Und noch einmal: Das alles hat Bezug auf den jüngsten Gläubigen in der Kirche Gottes, auf das jüngste Kind in der Familie Gottes. Wir heben dies so nachdrücklich hervor, weil man häufig behaupten hört, es handle sich in dieser Stelle um einen amtlichen Auftrag, um etwas, das nur für die Apostel bestimmt gewesen sei. Jene Behauptung stützt sich hauptsächlich auf den 23. Vers. Aber es ist Tatsache, dass die Apostel niemals Sünden vergeben haben in einer amtlichen Weise. Von einer Sündenvergebung, welche für die Ewigkeit Gültigkeit habe, kann ja überhaupt nicht die Rede sein; denn in Bezug darauf sagen die Pharisäer und Schriftgelehrten mit allem Recht: „Wer kann Sünden vergeben, als allein Gott?“ In dieser Stelle handelt es sich vielmehr um das Recht und die Macht einer Versammlung von Gläubigen, von Jüngern Christi, Zucht auszuüben, Sünden zu vergeben oder zu behalten. Mit dem Herrn in ihrer Mitte, handeln sie, geleitet durch den Heiligen Geist, in dem Namen und der Autorität des Herrn Jesus Christus. Wenn z. B. die Versammlung in Korinth den Bösen aus ihrer Mitte hinaustat, so war das ein Behalten der Sünden; sie vergab dem Bösen nicht. Sobald sie ihn aber, auf Grund seiner aufrichtigen Buße, wieder aufnahm, vergab sie seine Sünden. In beiden Fällen handelte nicht der Apostel, sondern die Versammlung; obwohl der Apostel das Böse aufdeckte und auf die Notwendigkeit der Zucht aufmerksam machte, so handelte er doch nur in Gemeinschaft mit der Versammlung (vgl. 1. Kor 5,4; 2. Kor 2,10).

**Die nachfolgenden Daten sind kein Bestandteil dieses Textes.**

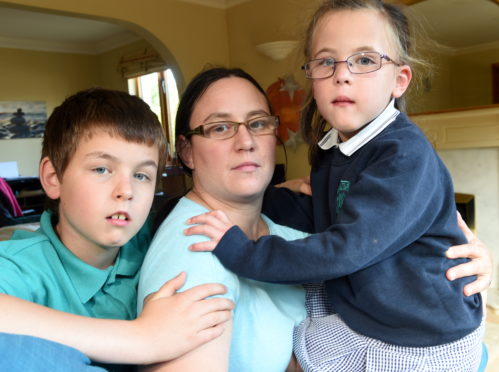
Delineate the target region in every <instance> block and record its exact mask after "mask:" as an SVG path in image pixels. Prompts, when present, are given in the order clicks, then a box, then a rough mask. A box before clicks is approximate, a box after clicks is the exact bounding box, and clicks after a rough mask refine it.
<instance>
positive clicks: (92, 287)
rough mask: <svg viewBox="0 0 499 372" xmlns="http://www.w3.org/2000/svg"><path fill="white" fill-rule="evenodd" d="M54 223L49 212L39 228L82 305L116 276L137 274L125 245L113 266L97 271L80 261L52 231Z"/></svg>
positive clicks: (88, 264)
mask: <svg viewBox="0 0 499 372" xmlns="http://www.w3.org/2000/svg"><path fill="white" fill-rule="evenodd" d="M55 223H56V220H55V217H54V216H53V215H52V214H51V213H50V212H44V213H43V214H42V217H41V219H40V227H41V229H42V230H43V232H44V233H45V235H46V236H47V237H48V238H49V240H50V242H51V244H52V246H53V247H54V249H55V251H56V252H57V255H58V256H59V259H60V260H61V263H62V266H63V267H64V269H65V270H66V273H67V275H68V276H69V278H70V279H71V281H72V282H73V285H74V288H75V290H76V292H77V293H78V296H79V297H80V300H81V302H82V303H86V302H88V301H89V300H90V299H91V298H92V297H94V296H95V295H96V294H97V293H98V292H99V291H100V290H101V289H102V287H104V285H106V284H108V283H109V284H111V283H113V282H114V281H115V279H116V276H117V275H118V276H119V275H123V276H132V275H134V274H135V273H136V272H137V270H138V267H137V265H136V263H134V260H133V259H131V258H132V257H134V255H133V252H131V251H132V248H133V247H130V245H128V244H126V245H124V246H123V247H122V248H120V251H119V253H118V256H117V257H116V261H115V263H114V265H112V266H109V267H107V268H106V269H98V268H96V267H94V266H92V265H89V264H87V263H86V262H84V261H82V260H81V259H79V258H78V257H76V256H75V255H74V254H73V253H72V252H71V251H70V250H69V249H67V248H66V246H65V245H64V244H63V243H62V242H61V240H60V239H59V237H58V236H57V234H56V232H55V231H54V228H53V226H54V225H55Z"/></svg>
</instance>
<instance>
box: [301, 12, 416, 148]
mask: <svg viewBox="0 0 499 372" xmlns="http://www.w3.org/2000/svg"><path fill="white" fill-rule="evenodd" d="M390 36H391V35H390V30H389V25H388V23H387V21H386V20H385V18H384V17H383V16H382V15H381V14H380V13H379V12H378V11H376V10H371V9H359V10H340V11H331V12H329V13H328V14H326V15H324V17H323V18H322V19H321V20H320V22H319V23H318V24H317V26H316V29H315V31H314V34H313V37H312V47H311V58H310V59H319V58H333V59H334V60H336V61H344V60H346V59H347V58H348V57H350V56H351V55H352V54H355V53H358V52H367V51H374V52H379V53H381V54H386V55H388V56H389V57H390V58H392V59H393V60H394V61H395V62H397V57H398V56H397V55H395V48H394V47H393V42H392V41H391V40H390ZM410 80H411V69H410V68H409V66H406V65H404V66H400V67H399V66H397V65H395V64H394V63H390V62H387V61H386V60H383V66H382V67H381V69H379V70H377V71H374V72H370V73H367V74H352V73H351V72H350V71H349V70H348V68H347V66H346V63H339V64H337V65H336V71H335V73H334V75H333V76H332V77H329V78H326V79H320V80H314V81H313V93H314V99H315V101H316V103H317V107H318V109H319V112H320V113H321V115H322V116H323V117H324V119H326V121H327V122H328V123H329V124H330V125H331V126H332V127H334V128H335V129H337V130H338V132H339V135H340V138H341V139H342V140H343V141H346V140H348V139H349V138H351V137H352V136H354V135H355V134H356V133H357V132H358V131H359V130H360V129H362V128H363V127H364V126H365V125H366V124H367V123H369V122H370V121H372V120H373V119H374V118H376V117H377V116H378V115H379V114H380V113H381V112H382V111H383V110H384V109H385V107H386V106H387V104H388V102H389V101H390V99H391V97H395V98H397V97H400V96H401V95H402V94H403V93H404V92H405V90H406V89H407V86H408V85H409V82H410Z"/></svg>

Von dieser Art der Sündenvergebung ist also in Johannes 20,23 die Rede. Es handelt sich, wie gesagt, nicht um die ewigen Beziehungen der Seele zu Gott, sondern um ihre gegenwärtige Beziehung zu der Versammlung. Wir sollten uns daher die kostbare Belehrung, welche der ganze Abschnitt uns gibt, nicht durch die falsche Erklärung eines einzelnen Verses rauben lassen. Lasst uns vielmehr, in dem steten Genuss des kostbaren Friedens, den unser Herr und Heiland gemacht hat, und in dem Anschauen seiner gesegneten Person, als seine Gesandten durch diese Welt pilgern und mit aller Treue und allem Fleiß unsere Sendung erfüllen, und dies umso mehr, je näher der Augenblick seiner Ankunft kommt!